RACHELLE YOUNGLAI
RTGAM
Denison Mines Corp. has agreed to buy Fission Uranium Corp. in a $500-million deal that will give the Lundin family control over a large uranium discovery in the Athabasca Basin.
Denison, which is controlled by mining tycoon Lukas Lundin, is offering the equivalent of $1.25 for every Fission share. Mr. Lundin will serve as chair of the combined company, and Fission's top two executives, chief executive officer Dev Randhawa and chief operating officer Ross McElroy, will remain in the same positions at the new Denison.
The deal will allow Denison to consolidate uranium projects in northern Saskatchewan. Fission owns the Patterson Lake South Project, a property that it always intended to sell to a bigger company. Denison owns uranium projects in the Athabasca Basin as well as other uranium properties in Mali, Mongolia and Zambia.
"We get to run the company, Ross and I, so it's a unique situation where you're not just taken over. We are actually running the company," Mr. Randhawa said in an interview. "The Lundin family and Denison have access to capital that we simply don't have."

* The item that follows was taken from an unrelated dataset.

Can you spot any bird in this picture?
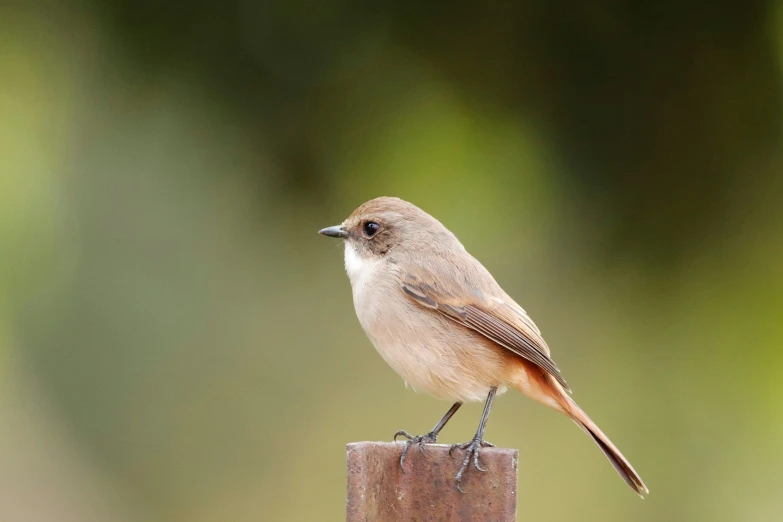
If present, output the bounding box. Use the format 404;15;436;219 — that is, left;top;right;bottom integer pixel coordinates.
319;197;649;498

The offer of 1.26 Denison shares plus 0.0001 cent for every Fission share represents an 18-per-cent premium to Fission's average stock price over 30 days, the companies said.
The takeover requires approval from Fission shareholders.
Mr. Lundin and his brother run the Vancouver-based Lundin Group, a conglomerate of mining and energy companies.
Mr. Lundin has been active over the past two years of the commodity downturn. His companies have bought Freeport McMoRan Inc.'s Candelaria copper mine in Chile, Rio Tinto's Eagle nickel and copper mine in Michigan, and Kinross Gold Corp.'s Fruta Del Norte gold project in Ecuador.